St. Louis fell 888 votes short of dramatic change in the Democratic primary on Tuesday, March 7.

That was the margin that separated Tishaura O. Jones – who was endorsed almost unanimously by local, state and national progressive organizations – from Lyda Krewson, who was endorsed by Mayor Francis G. Slay, the four-term incumbent she will almost certainly replace as mayor after the April 4 general election.

With all precincts reporting, Krewson had 32.04 percent of the vote to Jones' 30.38 percent — 17,110 to 16,222 votes.

They each nearly doubled the respective vote totals of the other major candidates. Lewis Reed garnered 9,775 votes (18.3 percent) and Antonio French got 8,460 votes (15.8 percent). A trio of perennial candidates split about 3 percent of the vote between them.

“The status quo won,” state Senator Jamilah told her fellow supporters of Jones at the election watch party that Jones co-hosted with Megan Ellyia Green, who won her 15th Ward aldermanic primary, at ShiSha in the Grove.

“But I want to thank each and every one of you for understanding that we need to see change. And, unfortunately, the African-American people had to divide their vote. You had some individuals that knew they couldn’t win who divided the vote. They knew they were not able to bring home a victory and still decided to divide the vote of the African-American community. Hold those people accountable.”

Jones also spoke to the question of a split black vote in her remarks to supporters.

“Everyone kept saying, ‘Why don’t all the black people get together? Why don’t you have a meeting?’ Well, you know what, we did. And you know what happened at that meeting: The women decided to come together and support each other,” Jones said, referring to Nasheed’s decision to endorse Jones rather than file for mayor after Jones, Reed and French said they would run.

All told, 68 percent of voters who went to the polls cast a vote against the victor, Krewson. Only 55,635 people voted, or 28.36 percent of registered voters. Krewson won the election that essentially determines St. Louis’ next mayor with the votes of less than 10 percent of all registered voters in the city.

Jones, who retains her citywide elected position of treasurer, vowed to continue leading a progressive movement for change in the city.

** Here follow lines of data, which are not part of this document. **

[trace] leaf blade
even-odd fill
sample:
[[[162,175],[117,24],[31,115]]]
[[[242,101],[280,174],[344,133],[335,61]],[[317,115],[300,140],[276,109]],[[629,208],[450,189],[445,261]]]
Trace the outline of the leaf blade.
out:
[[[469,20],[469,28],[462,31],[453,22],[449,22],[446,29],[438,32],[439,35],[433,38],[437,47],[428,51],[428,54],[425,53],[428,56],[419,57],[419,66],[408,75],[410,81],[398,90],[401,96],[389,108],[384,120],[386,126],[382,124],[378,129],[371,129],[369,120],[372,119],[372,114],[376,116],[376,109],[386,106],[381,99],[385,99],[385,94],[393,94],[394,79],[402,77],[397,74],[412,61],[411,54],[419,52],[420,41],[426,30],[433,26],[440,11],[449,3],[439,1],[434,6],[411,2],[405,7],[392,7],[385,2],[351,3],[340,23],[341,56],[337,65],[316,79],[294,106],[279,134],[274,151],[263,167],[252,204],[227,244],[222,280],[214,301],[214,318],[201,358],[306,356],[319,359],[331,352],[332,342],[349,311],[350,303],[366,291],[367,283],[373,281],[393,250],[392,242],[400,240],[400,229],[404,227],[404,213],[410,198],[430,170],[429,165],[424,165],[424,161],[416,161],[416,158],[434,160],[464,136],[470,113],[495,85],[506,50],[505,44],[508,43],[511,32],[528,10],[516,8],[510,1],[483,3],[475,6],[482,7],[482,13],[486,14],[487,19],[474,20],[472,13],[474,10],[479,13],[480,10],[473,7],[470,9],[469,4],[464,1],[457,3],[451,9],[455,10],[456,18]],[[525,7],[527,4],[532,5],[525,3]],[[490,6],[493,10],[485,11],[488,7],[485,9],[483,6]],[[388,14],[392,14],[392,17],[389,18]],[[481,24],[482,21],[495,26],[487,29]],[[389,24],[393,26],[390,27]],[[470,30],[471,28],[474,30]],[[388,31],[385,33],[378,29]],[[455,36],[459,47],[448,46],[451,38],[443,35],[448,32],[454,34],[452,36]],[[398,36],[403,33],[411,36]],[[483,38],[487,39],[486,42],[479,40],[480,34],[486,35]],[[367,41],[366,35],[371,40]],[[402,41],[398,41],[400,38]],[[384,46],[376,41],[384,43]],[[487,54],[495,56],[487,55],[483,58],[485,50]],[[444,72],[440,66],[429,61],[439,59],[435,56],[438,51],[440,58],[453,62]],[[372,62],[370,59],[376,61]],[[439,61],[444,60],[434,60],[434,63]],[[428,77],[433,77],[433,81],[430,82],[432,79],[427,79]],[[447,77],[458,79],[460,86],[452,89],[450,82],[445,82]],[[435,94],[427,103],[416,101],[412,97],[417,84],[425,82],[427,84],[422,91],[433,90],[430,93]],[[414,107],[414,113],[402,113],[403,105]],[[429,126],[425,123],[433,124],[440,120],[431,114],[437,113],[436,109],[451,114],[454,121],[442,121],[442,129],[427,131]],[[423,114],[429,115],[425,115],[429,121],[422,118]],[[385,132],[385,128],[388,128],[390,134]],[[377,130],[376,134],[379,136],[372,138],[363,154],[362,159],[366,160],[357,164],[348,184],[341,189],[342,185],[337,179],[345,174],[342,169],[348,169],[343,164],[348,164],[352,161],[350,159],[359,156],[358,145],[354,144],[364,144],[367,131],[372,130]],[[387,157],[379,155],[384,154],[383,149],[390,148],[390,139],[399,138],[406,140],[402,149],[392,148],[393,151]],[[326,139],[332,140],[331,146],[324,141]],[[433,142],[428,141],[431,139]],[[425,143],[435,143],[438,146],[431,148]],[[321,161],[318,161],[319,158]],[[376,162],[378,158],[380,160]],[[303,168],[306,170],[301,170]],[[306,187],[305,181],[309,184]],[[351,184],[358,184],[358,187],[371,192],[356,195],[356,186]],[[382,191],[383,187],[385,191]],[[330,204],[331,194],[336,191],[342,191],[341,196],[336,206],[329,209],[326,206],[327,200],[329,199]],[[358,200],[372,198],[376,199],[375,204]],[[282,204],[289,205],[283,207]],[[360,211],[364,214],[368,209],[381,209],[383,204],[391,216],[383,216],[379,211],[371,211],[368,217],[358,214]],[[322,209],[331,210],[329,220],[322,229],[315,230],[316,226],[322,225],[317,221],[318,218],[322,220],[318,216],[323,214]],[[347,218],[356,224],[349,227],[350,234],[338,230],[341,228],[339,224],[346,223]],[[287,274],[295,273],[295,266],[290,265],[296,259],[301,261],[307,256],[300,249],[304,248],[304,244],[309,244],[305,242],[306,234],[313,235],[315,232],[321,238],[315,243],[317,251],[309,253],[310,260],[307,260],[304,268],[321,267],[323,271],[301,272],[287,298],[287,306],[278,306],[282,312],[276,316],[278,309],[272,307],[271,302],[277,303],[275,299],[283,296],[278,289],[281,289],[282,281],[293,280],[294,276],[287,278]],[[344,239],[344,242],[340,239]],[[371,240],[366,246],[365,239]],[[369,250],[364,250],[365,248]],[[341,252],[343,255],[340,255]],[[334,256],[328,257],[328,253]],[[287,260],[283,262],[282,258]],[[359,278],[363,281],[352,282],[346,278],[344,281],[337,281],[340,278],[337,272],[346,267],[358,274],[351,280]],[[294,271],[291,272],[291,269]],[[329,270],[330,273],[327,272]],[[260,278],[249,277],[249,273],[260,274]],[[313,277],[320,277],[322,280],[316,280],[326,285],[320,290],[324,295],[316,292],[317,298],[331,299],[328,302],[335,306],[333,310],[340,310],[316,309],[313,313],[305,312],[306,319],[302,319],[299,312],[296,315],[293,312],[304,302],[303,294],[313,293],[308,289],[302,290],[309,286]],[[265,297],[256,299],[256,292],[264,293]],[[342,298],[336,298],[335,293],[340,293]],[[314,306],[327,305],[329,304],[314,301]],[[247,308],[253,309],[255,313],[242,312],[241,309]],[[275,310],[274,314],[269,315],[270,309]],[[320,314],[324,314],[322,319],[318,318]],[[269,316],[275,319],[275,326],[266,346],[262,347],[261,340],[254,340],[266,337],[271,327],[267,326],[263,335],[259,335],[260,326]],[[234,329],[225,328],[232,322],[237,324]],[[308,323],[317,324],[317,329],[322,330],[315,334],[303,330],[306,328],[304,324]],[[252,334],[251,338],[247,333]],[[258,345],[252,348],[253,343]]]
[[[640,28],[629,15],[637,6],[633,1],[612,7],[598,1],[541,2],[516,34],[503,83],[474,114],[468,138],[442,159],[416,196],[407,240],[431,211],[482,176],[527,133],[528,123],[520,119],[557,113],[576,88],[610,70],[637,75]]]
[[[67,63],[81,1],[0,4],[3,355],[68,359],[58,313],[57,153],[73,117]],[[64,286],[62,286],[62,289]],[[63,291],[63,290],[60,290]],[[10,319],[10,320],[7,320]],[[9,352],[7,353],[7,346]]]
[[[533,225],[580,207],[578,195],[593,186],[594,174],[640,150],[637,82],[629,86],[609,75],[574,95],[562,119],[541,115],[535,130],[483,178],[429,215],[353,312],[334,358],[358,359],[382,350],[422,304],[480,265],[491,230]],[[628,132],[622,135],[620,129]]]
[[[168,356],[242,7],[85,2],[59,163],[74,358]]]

“I don’t want you to think this is the end,” she told her supporters at her election watch party, after conceding to Krewson. “I’m not sad, no, because I’m going to tell you all what we’re going to do next. What did we do through this campaign? We turned this electorate on its head. I want us to stay united and stay connected, because we are the force that’s going to hold this next administration accountable.”

In her victory speech, Krewson zeroed in on her key campaign issue: public safety.

“Neighborhood safety is job one," she said. "Far too many families know the pain of violent crime. We’ll invest in prevention programs that work, and in more and better training and a more diverse police force.”

In his concession speech to Krewson, Reed told his supporters, “It’s going to be so important that we work with her to begin changing our city.”

Reed retains his citywide position as president of the Board of Aldermen. With the next mayor and Comptroller Darlene Green, who easily won her primary on Tuesday, he still has one of three votes on the city’s chief fiscal body, the Board of Estimate & Apportionment.

French, who ran for mayor rather than reelection as 21st Ward alderman, told supporters as he conceded, “The campaign we ran was about a message of bringing our city together to make sure we start looking at the entire city, and I hope that is something that will continue in the next administration.”

In the Republican mayoral primary, utility executive Andrew Jones handily beat out his two competitors — one of whom, Crown Candy Kitchen owner Andy Karandzieff, had said he entered on a whim and didn't really want to be mayor.

Krewson and Andrew Jones move on to the April 4 general election, where they'll face at least five candidates from other parties.

This relies on reporting from Clark Randall and St. Louis Public Radio.